定义一个计算氨基酸相对频率的函数
我正在尝试计算一段DNA序列中每个密码子的出现频率。
举个例子:
sequence = 'ATGAAGAAA'
codons = ['ATG', 'AAG', 'AAA']
对于每个密码子XX:
frequency = codons.count(XX)/(codons.count(XX)+codons.count(XX2)+codons.count(XX3))
需要注意的是,XX2和XX3不一定会出现在序列中。有些密码子可能有多个不同的形式。
比如:赖氨酸有两个密码子,分别是AAA和AAG。
所以我们要计算的频率是:
AAA = codons.count('AAA')/(codons.count('AAA') + codons.count('AAG'))
我该如何对列表中的每个密码子都进行这样的计算呢?我该如何处理多个密码子的情况?
5 个回答
1
一个包含所有64个密码子的密码子表,甚至包括那些不退化的密码子(它们组成一个元素组)

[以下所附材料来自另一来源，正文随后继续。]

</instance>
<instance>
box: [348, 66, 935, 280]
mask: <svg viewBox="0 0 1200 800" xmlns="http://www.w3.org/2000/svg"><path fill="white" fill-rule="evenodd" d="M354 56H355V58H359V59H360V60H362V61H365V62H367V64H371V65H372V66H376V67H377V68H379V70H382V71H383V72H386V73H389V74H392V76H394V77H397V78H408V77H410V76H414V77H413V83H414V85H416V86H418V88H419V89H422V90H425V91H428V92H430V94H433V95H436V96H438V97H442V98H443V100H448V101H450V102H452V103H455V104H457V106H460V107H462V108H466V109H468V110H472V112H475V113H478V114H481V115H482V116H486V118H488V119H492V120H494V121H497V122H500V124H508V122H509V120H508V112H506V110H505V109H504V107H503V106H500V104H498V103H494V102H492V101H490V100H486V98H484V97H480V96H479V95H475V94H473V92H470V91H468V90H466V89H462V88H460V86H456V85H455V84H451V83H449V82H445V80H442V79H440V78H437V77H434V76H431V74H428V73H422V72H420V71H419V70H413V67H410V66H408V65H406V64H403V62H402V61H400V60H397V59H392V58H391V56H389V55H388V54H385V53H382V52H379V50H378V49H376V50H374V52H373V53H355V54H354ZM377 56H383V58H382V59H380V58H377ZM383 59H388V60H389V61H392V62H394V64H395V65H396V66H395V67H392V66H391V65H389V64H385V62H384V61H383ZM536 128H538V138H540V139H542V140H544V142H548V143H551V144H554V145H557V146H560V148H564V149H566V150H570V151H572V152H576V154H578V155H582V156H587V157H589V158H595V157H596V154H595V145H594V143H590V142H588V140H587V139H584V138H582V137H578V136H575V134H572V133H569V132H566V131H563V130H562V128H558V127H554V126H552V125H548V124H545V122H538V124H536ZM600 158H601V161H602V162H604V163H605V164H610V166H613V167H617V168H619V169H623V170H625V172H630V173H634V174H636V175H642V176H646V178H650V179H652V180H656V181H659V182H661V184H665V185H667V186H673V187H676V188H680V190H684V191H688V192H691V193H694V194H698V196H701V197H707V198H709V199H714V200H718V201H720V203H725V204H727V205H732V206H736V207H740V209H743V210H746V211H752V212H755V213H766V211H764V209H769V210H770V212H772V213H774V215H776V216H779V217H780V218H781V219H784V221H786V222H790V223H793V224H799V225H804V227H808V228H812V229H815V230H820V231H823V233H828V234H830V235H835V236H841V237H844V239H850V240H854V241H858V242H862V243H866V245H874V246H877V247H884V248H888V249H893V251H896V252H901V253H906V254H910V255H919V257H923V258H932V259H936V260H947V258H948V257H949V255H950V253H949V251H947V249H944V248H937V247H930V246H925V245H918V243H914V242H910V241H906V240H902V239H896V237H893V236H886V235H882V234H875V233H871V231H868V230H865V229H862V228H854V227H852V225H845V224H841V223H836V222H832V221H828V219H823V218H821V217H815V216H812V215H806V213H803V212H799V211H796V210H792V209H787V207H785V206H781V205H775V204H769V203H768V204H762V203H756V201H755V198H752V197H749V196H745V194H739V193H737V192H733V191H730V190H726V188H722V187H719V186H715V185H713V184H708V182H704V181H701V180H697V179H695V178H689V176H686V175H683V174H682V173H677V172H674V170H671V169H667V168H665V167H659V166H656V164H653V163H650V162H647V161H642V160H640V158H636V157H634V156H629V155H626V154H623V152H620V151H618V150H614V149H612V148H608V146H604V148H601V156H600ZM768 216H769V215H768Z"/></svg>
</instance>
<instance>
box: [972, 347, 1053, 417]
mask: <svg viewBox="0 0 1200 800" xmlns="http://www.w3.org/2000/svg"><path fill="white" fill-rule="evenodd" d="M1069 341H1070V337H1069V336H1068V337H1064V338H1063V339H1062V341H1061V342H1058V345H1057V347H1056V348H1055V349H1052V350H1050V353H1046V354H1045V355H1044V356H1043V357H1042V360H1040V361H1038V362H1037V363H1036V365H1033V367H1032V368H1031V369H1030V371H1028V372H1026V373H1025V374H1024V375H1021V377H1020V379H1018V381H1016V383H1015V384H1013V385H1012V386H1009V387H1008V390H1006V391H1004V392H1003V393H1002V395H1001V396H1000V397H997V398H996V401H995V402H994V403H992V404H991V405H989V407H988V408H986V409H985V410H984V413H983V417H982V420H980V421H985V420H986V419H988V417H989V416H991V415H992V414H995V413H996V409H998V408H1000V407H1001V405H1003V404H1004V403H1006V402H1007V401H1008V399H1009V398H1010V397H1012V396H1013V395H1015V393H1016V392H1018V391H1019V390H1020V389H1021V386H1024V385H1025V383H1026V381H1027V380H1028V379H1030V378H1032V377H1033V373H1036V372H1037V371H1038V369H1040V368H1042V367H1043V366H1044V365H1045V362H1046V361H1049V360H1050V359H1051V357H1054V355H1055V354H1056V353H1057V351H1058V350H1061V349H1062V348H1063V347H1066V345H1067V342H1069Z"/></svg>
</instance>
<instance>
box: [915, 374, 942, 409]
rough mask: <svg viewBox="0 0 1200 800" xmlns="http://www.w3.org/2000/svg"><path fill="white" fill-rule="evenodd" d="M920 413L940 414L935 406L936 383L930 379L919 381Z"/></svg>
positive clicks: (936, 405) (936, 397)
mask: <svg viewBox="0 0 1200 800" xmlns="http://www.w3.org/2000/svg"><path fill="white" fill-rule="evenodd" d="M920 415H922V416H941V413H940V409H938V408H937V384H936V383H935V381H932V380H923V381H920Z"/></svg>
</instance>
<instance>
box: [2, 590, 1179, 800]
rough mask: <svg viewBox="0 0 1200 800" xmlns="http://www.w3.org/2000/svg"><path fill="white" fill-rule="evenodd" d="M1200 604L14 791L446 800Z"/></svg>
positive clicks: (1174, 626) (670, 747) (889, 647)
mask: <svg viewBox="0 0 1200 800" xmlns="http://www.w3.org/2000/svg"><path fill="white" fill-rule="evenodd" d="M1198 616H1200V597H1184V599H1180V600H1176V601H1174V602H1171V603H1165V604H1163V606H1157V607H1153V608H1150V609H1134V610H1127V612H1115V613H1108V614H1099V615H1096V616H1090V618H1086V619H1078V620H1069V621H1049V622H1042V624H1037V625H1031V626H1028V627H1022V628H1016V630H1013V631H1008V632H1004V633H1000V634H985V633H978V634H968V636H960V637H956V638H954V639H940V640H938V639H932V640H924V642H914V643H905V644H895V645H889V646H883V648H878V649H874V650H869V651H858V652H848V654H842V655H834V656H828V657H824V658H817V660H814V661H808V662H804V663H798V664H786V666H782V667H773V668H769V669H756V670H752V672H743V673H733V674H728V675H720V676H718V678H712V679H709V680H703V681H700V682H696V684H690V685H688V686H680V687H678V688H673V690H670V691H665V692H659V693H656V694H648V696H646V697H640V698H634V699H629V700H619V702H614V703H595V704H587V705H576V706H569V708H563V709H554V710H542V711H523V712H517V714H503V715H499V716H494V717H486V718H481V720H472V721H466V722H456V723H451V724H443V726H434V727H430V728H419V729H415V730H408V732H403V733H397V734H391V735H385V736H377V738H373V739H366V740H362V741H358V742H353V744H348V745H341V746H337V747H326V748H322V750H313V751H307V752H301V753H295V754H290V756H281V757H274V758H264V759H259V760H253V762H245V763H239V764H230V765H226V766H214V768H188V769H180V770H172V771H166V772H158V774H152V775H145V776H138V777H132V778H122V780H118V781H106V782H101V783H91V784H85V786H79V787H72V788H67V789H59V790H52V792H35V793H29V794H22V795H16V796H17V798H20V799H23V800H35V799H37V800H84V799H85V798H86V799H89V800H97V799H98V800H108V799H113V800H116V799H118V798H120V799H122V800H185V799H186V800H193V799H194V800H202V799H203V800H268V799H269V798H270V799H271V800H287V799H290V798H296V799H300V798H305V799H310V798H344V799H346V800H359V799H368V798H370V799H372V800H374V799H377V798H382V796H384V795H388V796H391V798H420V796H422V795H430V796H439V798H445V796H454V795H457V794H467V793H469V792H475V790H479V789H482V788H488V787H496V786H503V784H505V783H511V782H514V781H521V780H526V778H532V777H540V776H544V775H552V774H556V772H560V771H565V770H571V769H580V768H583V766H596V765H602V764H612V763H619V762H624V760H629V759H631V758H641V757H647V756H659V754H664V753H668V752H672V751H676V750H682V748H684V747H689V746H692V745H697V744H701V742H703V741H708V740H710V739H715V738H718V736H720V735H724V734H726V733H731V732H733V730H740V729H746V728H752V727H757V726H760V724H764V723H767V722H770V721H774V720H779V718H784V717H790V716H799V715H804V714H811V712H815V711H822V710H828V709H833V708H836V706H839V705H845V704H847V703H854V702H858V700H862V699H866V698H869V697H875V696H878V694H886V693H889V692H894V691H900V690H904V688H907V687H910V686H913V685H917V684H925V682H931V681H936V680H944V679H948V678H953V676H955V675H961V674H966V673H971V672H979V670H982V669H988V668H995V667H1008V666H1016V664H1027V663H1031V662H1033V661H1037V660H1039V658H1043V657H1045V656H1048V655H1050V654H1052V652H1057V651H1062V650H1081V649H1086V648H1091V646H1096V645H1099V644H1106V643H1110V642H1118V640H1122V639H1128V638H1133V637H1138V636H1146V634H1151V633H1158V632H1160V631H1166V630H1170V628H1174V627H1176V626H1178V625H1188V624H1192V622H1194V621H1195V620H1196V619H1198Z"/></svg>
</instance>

在遍历过程中,同时统计每个密码子组的出现次数,以及密码子的出现次数
一个包含编码氨基酸名称的密码子表 -> 显示效果很好
代码:
from collections import defaultdict
# the first 600 nucleotides from GenBank: AAHX01097212.1
adn = ("tcccccgcagcttcgggaacgtgcgggctcgggagggaggggcctggcgccgggcgcgcg"
"cctgcgccccaccccgccccaccctggcgggtctcgcgcgcccggcccgcctcctgtcaa"
"ccccagcgcggcggtcaggtggtccccagcccttggccccagcctccagcttcctggtcc"
"ctcgggctctgagtcctgtctccggcagatcgcctttctgattgttctcctgcgcagctg"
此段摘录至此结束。